Il caressa la tête blonde de la fille. Sous le soleil, ses cheveux s’étaient décolorés par mèches et sa peau brillait d’un beau hâle. Les deux enfants, agenouillés devant leur panier de lumettes, le regardaient avec un peu d’impatience.
— Vous me dites au revoir ? proposa Mangemanche.
— Vous vous en allez ? demanda Olive. Où vous allez ?
— Je ne sais pas, dit le professeur. Je peux te donner une bise ?
— Pas de blagues, hein ?… dit le garçon.
Mangemanche se mit à rire.
— Tu as peur, hein ? Puisqu’elle ne veut plus t’épouser, elle pourrait bien partir avec moi ?
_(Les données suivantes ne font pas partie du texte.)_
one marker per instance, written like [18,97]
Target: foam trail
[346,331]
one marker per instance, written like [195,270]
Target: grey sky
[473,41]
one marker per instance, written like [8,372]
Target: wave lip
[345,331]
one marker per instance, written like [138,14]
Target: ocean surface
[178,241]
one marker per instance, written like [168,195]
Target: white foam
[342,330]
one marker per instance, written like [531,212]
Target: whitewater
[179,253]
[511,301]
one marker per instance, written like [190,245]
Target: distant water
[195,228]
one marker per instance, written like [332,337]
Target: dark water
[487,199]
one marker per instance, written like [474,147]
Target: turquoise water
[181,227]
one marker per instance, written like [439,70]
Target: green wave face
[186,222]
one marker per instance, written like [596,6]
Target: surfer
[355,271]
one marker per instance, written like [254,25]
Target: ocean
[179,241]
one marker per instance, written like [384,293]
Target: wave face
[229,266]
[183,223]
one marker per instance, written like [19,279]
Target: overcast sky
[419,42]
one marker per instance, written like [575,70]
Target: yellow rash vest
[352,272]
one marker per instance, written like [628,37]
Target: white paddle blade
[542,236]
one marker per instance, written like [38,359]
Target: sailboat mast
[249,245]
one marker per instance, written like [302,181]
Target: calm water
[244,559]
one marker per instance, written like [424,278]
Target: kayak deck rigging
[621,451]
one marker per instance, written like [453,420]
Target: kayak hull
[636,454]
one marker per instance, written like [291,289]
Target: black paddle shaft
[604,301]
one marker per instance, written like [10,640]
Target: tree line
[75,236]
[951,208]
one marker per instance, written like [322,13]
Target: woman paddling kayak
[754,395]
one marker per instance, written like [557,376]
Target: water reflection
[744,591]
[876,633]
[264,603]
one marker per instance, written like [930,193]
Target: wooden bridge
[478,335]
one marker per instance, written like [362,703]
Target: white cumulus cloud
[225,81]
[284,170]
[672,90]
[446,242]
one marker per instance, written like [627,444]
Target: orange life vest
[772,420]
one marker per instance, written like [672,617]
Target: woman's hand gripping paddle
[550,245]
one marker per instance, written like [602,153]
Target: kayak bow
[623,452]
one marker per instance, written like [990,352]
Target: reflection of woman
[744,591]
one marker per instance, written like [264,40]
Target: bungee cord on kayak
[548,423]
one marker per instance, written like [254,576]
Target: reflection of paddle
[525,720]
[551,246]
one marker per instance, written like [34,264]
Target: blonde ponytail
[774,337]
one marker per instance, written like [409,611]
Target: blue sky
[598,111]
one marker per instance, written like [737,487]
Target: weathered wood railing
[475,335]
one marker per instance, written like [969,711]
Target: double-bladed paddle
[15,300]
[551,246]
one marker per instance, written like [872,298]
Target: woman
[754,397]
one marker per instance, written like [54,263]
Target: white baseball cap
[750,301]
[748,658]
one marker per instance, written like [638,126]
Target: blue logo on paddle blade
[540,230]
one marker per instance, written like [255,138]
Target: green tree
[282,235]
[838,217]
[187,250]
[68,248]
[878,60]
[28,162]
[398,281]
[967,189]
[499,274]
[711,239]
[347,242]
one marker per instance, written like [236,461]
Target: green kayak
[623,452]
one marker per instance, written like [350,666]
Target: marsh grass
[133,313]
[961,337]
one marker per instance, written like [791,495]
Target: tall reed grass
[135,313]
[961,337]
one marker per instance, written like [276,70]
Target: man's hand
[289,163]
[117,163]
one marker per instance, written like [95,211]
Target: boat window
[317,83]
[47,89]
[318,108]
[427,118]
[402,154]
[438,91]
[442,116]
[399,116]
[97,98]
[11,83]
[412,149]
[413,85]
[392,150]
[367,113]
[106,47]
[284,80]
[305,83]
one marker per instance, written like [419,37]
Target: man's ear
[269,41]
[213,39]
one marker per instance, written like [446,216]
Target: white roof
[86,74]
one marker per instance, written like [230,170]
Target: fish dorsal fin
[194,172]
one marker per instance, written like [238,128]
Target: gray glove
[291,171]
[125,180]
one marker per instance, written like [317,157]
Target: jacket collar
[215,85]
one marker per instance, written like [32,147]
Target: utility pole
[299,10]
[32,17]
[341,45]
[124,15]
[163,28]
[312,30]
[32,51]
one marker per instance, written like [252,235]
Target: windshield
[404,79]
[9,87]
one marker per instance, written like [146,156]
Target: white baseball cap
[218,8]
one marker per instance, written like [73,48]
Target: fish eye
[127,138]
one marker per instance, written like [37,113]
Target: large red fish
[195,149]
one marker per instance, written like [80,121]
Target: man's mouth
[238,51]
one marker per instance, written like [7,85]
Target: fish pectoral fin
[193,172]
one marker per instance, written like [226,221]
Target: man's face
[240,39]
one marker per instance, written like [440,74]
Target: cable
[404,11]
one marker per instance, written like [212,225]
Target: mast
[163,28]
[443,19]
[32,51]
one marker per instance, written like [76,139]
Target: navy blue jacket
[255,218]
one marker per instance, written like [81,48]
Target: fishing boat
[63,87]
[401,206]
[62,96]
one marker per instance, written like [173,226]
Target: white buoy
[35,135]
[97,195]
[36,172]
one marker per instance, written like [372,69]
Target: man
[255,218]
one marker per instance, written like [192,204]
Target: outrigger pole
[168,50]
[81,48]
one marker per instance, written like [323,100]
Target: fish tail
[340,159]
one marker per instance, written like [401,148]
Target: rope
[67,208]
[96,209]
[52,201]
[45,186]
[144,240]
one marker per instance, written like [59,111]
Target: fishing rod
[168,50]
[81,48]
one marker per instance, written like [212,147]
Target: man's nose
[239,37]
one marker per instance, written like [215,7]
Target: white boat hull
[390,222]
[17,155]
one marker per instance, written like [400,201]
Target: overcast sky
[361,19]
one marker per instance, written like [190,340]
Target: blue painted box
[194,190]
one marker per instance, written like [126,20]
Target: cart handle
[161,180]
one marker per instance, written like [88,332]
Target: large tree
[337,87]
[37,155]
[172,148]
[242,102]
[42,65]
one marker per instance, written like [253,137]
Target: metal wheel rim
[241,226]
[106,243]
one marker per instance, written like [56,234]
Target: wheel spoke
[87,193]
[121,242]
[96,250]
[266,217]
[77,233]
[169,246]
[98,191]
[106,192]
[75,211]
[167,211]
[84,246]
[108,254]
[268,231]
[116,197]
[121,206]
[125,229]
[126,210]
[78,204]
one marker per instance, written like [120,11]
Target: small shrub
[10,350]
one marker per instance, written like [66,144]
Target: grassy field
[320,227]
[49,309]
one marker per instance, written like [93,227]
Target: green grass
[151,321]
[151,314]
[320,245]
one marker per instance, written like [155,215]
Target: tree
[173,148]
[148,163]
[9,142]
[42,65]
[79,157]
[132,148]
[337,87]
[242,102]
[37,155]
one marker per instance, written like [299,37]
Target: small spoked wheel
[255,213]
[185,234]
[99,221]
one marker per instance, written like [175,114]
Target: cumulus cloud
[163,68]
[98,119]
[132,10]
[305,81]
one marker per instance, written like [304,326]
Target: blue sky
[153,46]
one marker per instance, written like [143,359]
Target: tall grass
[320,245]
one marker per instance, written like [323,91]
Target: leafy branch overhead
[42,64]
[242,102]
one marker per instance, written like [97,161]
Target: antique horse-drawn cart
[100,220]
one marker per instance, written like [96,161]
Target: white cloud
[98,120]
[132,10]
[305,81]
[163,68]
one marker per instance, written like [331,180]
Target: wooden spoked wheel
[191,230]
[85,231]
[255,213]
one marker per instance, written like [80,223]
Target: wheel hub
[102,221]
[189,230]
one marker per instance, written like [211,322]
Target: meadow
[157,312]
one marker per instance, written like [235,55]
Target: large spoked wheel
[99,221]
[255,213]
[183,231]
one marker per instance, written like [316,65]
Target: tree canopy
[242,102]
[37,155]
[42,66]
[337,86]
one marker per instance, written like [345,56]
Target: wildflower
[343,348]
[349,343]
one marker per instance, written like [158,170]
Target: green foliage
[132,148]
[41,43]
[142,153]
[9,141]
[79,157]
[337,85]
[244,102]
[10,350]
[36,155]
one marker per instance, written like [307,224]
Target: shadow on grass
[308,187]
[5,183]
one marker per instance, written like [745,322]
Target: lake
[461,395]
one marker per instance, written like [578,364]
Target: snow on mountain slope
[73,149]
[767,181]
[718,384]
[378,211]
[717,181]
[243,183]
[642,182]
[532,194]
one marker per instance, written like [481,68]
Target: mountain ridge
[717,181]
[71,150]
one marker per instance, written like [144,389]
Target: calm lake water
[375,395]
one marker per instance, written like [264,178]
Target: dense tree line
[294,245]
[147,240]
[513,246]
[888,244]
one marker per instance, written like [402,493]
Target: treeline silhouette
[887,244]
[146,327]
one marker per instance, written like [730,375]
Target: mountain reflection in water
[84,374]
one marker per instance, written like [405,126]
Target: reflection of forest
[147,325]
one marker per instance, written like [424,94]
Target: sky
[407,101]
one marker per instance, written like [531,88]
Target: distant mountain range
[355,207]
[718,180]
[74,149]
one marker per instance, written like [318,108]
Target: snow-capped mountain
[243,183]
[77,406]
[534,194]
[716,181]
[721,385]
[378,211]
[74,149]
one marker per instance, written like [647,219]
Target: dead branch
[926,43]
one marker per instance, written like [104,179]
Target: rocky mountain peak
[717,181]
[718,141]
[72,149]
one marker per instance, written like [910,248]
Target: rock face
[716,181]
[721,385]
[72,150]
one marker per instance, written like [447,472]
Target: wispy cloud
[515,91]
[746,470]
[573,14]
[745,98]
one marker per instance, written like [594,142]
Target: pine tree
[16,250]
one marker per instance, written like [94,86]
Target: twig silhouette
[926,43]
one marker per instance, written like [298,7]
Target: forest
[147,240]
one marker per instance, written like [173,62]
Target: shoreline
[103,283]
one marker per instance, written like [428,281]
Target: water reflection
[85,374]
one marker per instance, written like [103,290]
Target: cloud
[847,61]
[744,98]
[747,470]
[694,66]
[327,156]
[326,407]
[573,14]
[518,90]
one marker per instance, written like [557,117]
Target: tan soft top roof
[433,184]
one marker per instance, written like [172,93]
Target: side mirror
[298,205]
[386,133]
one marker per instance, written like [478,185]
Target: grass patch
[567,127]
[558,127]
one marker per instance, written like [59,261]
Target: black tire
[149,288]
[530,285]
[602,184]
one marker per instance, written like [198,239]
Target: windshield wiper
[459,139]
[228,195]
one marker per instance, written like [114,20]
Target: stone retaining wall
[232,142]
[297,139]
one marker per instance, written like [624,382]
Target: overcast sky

— Pensez-vous ! protesta Olive. Vous êtes trop vieux.
— Elle préfère l’autre type, le type au nom de chien.
— Mais non, dit Olive. Tu dis des bêtises. Le type au nom de chien, il s’appelle Anne.
— Tu aimes mieux Angel ? dit Mangemanche. Olive rougit et baissa le nez.
— Elle est idiote, affirma Didiche. Il est beaucoup trop vieux aussi. Elle croit qu’il s’occupe d’une petite fille comme elle.
— Tu n’es pas tellement plus âgé qu’elle, dit le professeur.
— J’ai six mois de plus, dit fièrement Didiche.
— Ah, oui… dit Mangemanche. Dans ce cas… Il se pencha et embrassa Olive. Il embrassa aussi Didiche qui était un peu étonné.
— Au revoir, docteur, dit Olive.
Le Pr Mangemanche monta dans sa voiture. Didiche s’était levé et regardait les mécaniques.
— Vous me laisseriez conduire ? demanda-t-il.
— Une autre fois, dit Mangemanche.
— Où vous allez ? demanda Olive.
— Là-bas… dit Mangemanche. Il montra la bande sombre.
— Mince ! dit le garçon. Mon père m’a dit que si jamais j’y mettais les pieds qu’est-ce qu’il me passerait !
— Le mien aussi ! confirma Olive.
— Vous n’avez pas essayé ? demanda le professeur.
— Oh, à vous, on peut vous le dire… On a essayé et on n’a rien vu…
— Comment êtes-vous sortis ?
— Olive n’y avait pas été. Elle me tenait du bord.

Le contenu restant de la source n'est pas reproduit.